1 answer | Last updated: Sep 14, 2017
A fellow caregiver asked...

If my brother was made my dad's irrevocable power of attorney, is there any way to get this changed? My brother has left the country and as far as I know not planning to return.

Expert Answers

Steve Weisman hosts the nationally syndicated radio show A Touch of Grey, heard on more than 50 stations, including WABC in New York City and KRLA in Los Angeles. He is a practicing lawyer specializing in estate planning and is admitted to practice before the United States Supreme Court. He's a public speaker and commentator who has appeared on many radio and television shows throughout the country, and he's the legal editor of Talkers magazine, the preeminent trade publication of talk radio. His latest book is The Truth About Avoiding Scams.

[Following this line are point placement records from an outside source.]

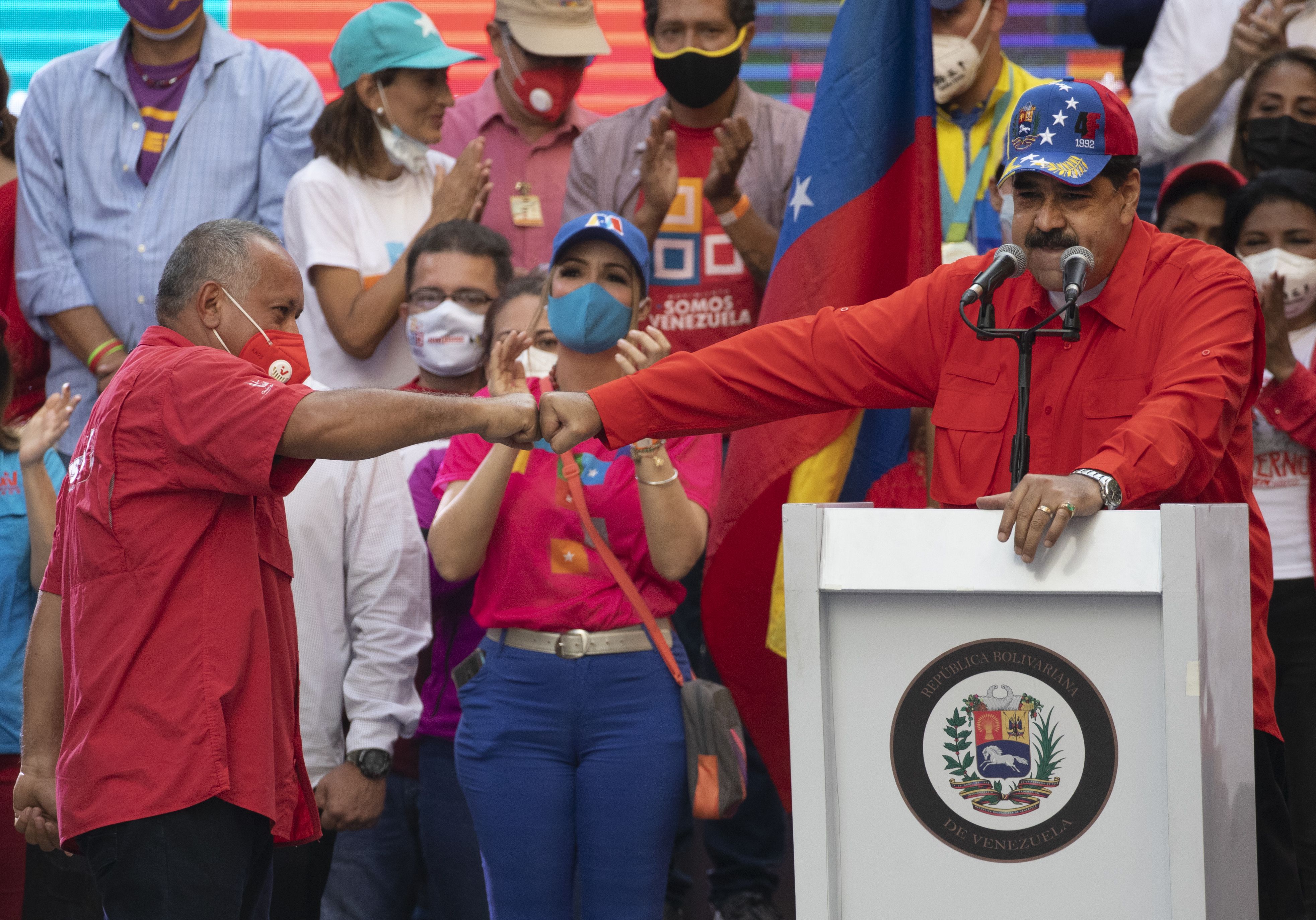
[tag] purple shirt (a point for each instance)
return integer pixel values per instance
(456, 634)
(157, 105)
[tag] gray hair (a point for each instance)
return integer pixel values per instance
(218, 251)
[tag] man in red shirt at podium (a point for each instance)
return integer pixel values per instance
(1153, 405)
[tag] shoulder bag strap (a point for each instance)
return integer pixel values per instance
(572, 473)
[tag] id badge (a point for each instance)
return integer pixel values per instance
(527, 211)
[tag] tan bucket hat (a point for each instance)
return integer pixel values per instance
(553, 28)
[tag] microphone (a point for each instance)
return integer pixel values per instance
(1010, 262)
(1076, 264)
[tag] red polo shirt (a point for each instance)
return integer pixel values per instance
(171, 558)
(1159, 391)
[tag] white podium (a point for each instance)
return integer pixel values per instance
(978, 737)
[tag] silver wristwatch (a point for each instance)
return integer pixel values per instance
(1111, 494)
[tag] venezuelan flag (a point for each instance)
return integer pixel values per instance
(861, 223)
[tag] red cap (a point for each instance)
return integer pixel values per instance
(1209, 170)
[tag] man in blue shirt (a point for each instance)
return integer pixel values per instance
(116, 164)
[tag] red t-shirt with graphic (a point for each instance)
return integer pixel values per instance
(701, 287)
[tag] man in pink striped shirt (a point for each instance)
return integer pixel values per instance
(528, 115)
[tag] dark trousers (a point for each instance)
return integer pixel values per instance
(299, 878)
(1293, 635)
(748, 848)
(207, 863)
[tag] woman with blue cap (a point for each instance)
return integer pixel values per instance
(572, 748)
(352, 214)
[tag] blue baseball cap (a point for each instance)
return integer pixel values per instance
(611, 228)
(391, 35)
(1069, 129)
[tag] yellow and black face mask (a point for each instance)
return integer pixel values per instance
(696, 77)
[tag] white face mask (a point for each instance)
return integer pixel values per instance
(448, 340)
(537, 363)
(1007, 218)
(956, 61)
(1298, 272)
(402, 148)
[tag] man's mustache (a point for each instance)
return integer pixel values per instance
(1051, 239)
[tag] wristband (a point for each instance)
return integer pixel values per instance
(741, 208)
(98, 353)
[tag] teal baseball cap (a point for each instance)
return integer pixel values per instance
(391, 35)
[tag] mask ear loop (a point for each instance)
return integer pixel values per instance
(978, 25)
(249, 320)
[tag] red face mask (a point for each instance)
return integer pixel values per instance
(546, 92)
(281, 354)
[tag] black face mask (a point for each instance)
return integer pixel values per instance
(1278, 144)
(696, 78)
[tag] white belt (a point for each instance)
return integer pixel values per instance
(580, 643)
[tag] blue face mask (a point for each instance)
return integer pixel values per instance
(589, 320)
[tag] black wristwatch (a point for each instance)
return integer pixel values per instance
(373, 763)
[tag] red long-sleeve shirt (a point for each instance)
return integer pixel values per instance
(1157, 393)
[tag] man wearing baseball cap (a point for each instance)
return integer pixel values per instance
(1193, 198)
(976, 87)
(1151, 406)
(527, 112)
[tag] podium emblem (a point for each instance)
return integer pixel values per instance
(1005, 751)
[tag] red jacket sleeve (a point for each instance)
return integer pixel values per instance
(881, 354)
(1292, 406)
(1206, 376)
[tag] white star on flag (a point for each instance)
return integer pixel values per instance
(427, 27)
(801, 199)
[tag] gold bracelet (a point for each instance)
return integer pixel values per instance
(674, 477)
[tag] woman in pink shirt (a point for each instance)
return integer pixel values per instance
(572, 747)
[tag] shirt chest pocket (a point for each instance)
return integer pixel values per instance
(1107, 405)
(272, 530)
(970, 414)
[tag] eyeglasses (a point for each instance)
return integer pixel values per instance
(430, 298)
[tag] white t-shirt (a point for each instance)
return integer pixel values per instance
(345, 220)
(1281, 479)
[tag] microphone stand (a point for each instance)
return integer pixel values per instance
(1024, 339)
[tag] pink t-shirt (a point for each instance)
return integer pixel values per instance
(539, 572)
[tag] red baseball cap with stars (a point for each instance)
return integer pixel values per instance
(1069, 129)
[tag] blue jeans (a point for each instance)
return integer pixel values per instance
(378, 873)
(574, 769)
(448, 838)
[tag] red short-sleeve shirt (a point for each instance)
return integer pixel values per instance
(171, 558)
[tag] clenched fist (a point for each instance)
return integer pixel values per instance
(568, 419)
(512, 420)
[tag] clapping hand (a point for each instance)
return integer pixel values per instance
(660, 177)
(640, 349)
(1257, 36)
(506, 374)
(47, 427)
(733, 137)
(462, 194)
(1280, 353)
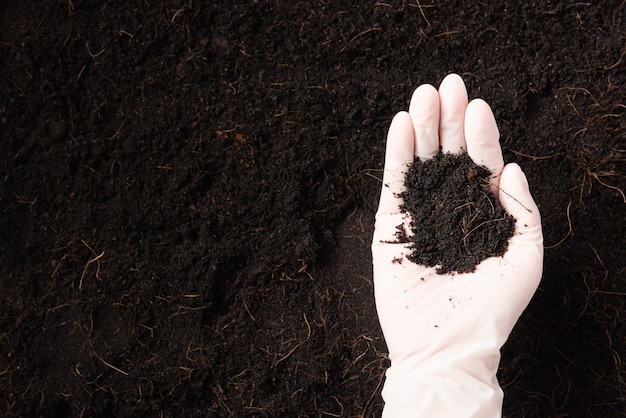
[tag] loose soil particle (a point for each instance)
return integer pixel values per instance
(456, 221)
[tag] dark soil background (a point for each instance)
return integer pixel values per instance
(187, 192)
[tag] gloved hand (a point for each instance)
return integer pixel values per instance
(444, 332)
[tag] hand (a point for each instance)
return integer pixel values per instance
(444, 332)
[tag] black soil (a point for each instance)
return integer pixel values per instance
(456, 221)
(188, 189)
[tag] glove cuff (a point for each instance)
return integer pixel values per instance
(464, 389)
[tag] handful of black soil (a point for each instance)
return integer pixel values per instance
(456, 220)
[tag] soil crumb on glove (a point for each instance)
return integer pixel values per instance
(456, 221)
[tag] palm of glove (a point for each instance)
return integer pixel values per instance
(430, 319)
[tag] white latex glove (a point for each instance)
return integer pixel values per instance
(444, 332)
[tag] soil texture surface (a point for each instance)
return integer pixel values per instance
(456, 220)
(188, 189)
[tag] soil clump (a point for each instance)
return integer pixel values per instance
(456, 221)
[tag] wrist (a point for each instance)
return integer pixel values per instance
(460, 388)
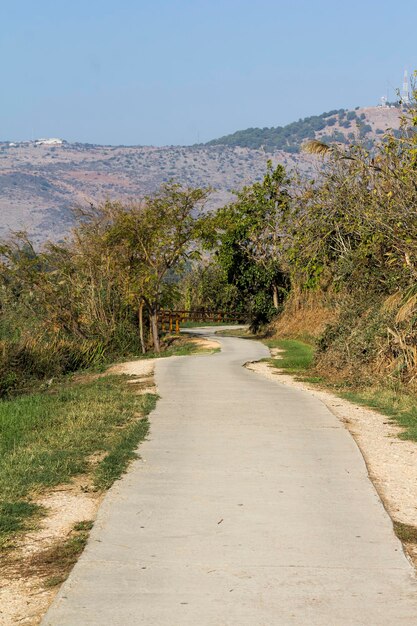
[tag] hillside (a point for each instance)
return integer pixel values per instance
(342, 125)
(41, 182)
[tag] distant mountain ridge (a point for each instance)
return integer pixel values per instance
(40, 182)
(340, 125)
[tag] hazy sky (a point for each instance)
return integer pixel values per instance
(179, 72)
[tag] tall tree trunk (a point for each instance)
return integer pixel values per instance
(275, 296)
(154, 329)
(141, 334)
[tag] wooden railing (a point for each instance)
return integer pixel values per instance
(171, 320)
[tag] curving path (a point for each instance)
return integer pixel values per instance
(251, 506)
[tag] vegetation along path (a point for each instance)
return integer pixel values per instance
(251, 505)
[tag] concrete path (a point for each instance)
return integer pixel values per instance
(251, 506)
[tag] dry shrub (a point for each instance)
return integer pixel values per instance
(305, 316)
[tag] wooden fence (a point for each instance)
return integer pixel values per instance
(171, 320)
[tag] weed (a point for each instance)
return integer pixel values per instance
(49, 438)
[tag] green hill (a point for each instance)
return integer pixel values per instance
(338, 125)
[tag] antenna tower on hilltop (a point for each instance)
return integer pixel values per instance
(405, 95)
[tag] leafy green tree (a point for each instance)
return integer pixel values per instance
(250, 244)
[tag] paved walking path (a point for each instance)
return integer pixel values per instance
(251, 506)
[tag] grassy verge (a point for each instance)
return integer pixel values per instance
(297, 356)
(48, 438)
(397, 403)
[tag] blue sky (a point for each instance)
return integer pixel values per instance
(168, 72)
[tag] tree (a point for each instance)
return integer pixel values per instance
(250, 241)
(151, 241)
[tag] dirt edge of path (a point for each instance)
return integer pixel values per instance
(391, 462)
(24, 596)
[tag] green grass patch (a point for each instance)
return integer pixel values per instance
(396, 403)
(399, 405)
(297, 356)
(47, 438)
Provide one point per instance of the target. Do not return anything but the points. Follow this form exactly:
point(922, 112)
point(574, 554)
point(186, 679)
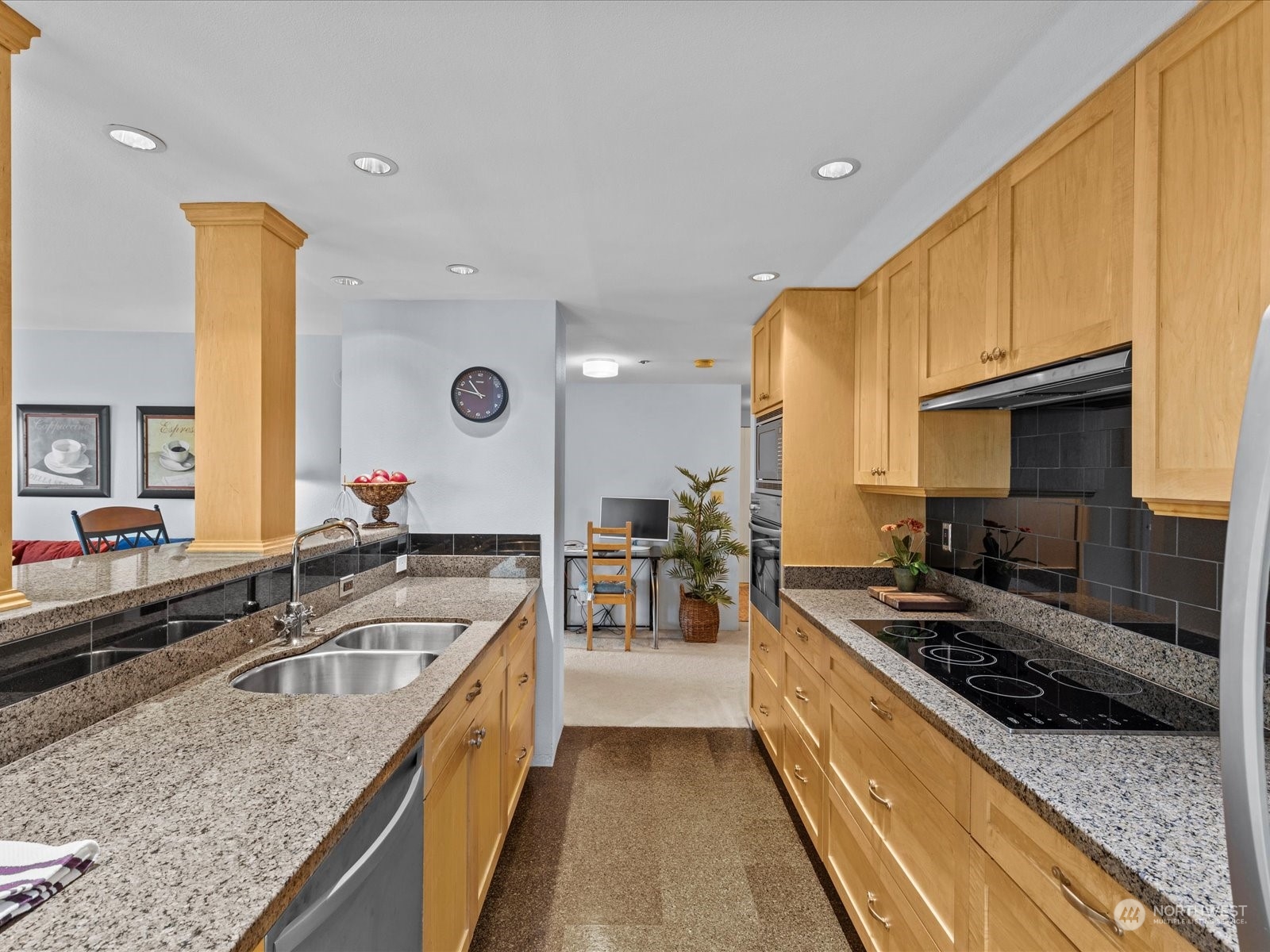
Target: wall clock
point(479, 395)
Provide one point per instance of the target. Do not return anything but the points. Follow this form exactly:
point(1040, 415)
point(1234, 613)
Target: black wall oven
point(765, 554)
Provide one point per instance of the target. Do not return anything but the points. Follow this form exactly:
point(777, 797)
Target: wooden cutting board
point(916, 601)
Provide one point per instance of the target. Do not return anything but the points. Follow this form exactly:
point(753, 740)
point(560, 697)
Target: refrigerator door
point(1242, 654)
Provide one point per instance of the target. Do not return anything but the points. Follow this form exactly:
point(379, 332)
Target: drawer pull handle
point(876, 795)
point(1090, 913)
point(879, 710)
point(874, 913)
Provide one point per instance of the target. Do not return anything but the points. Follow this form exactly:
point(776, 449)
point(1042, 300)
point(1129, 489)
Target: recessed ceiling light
point(836, 169)
point(600, 367)
point(372, 164)
point(137, 139)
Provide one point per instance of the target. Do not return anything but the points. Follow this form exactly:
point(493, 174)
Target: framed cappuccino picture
point(64, 450)
point(165, 452)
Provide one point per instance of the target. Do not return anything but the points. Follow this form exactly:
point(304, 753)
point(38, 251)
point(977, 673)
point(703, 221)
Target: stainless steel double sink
point(371, 659)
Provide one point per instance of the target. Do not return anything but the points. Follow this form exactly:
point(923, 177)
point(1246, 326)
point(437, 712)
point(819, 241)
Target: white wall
point(625, 440)
point(400, 359)
point(126, 370)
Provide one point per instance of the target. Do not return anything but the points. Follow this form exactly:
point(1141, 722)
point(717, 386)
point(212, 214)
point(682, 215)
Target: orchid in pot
point(907, 539)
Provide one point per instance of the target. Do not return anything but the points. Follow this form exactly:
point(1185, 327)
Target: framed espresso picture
point(165, 452)
point(64, 450)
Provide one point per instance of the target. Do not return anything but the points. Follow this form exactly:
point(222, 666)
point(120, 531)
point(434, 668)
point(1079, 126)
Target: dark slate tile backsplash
point(1073, 536)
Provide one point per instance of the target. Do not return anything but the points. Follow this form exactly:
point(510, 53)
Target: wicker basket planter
point(698, 621)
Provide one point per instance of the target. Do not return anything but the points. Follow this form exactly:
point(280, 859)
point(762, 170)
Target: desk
point(651, 558)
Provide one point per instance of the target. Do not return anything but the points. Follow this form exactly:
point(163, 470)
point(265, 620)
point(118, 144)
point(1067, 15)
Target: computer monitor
point(649, 518)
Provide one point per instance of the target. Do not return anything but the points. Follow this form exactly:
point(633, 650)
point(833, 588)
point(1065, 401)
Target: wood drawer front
point(1029, 850)
point(803, 635)
point(521, 674)
point(520, 753)
point(450, 729)
point(880, 913)
point(765, 647)
point(765, 711)
point(806, 700)
point(804, 781)
point(933, 758)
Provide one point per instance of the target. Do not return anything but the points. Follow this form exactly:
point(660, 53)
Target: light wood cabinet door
point(1202, 251)
point(448, 918)
point(870, 385)
point(958, 295)
point(487, 816)
point(1066, 226)
point(899, 292)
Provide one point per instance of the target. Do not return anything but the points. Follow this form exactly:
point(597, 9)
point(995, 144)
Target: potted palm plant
point(698, 554)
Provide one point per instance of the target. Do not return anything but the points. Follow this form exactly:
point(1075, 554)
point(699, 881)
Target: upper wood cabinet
point(1202, 251)
point(1066, 225)
point(956, 315)
point(768, 368)
point(899, 448)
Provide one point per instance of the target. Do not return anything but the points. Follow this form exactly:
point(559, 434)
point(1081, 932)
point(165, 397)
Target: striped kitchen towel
point(32, 873)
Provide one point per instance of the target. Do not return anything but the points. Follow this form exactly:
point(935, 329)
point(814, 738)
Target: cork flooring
point(649, 839)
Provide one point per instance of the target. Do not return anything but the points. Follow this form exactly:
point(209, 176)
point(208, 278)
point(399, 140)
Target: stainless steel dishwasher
point(368, 894)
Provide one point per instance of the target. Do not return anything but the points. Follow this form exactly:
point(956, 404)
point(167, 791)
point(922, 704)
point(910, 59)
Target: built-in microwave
point(768, 452)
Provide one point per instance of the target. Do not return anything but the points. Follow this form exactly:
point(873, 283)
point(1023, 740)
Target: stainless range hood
point(1076, 380)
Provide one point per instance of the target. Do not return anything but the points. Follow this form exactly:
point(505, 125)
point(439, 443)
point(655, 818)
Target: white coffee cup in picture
point(177, 451)
point(67, 451)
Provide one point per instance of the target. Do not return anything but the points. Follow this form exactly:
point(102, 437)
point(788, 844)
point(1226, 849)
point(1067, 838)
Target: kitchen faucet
point(292, 621)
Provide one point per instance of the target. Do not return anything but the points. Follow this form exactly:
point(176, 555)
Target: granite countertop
point(70, 590)
point(1146, 809)
point(213, 804)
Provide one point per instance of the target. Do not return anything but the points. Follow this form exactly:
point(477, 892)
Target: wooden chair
point(112, 524)
point(610, 588)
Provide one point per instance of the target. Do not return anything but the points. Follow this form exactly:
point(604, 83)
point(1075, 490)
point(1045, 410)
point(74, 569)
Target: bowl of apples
point(379, 490)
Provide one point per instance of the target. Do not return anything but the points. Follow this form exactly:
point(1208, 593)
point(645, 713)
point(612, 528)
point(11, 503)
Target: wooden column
point(16, 36)
point(244, 376)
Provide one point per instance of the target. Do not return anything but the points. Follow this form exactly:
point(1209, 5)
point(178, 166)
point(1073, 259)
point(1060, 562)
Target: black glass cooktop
point(1034, 685)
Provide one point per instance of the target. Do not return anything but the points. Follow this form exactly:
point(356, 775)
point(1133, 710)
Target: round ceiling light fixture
point(135, 139)
point(836, 169)
point(372, 163)
point(600, 367)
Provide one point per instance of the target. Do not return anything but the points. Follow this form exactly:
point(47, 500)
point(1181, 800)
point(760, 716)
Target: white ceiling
point(634, 160)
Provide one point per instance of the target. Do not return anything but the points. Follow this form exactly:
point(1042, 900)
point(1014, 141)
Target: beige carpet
point(679, 685)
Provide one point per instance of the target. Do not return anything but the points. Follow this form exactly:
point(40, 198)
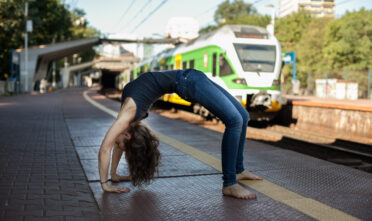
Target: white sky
point(108, 15)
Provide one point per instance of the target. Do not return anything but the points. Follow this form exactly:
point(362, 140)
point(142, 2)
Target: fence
point(338, 84)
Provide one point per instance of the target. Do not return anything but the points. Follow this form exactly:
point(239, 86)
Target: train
point(245, 60)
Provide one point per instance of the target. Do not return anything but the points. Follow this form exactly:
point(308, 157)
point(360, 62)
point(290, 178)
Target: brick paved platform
point(49, 145)
point(41, 175)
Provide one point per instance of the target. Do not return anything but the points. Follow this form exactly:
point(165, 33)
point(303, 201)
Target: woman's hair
point(142, 155)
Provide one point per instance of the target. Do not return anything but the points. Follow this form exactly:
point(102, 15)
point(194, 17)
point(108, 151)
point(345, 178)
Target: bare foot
point(246, 175)
point(238, 191)
point(117, 178)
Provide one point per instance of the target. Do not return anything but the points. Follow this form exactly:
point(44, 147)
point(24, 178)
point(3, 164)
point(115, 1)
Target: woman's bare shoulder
point(128, 110)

A Durable Power of Attorney is always revocable by the person appointing someone to act on his or her behalf. The only problem is that in order for a person to revoke his or her Durable Power of Attorney, he or she has to be of sound mind. If your father is now mentally incapacitated, he would not be able to revoke the Durable Power of Attorney. However, if your father is still of sound mind he can choose to either revoke the earlier Durable Power of Attorney and make a new one naming someone else to be able to act on his behalf. He also can have more than one Durable Power of Attorney so that even if he does not revoke the earlier Durable Power of Attorney, he can grant the same powers to someone else through the creation of a new Durable Power of Attorney. If your father is not capable of making a new Durable Power of Attorney at this time, you can get the authority to act on his behalf through a guardianship petition in court.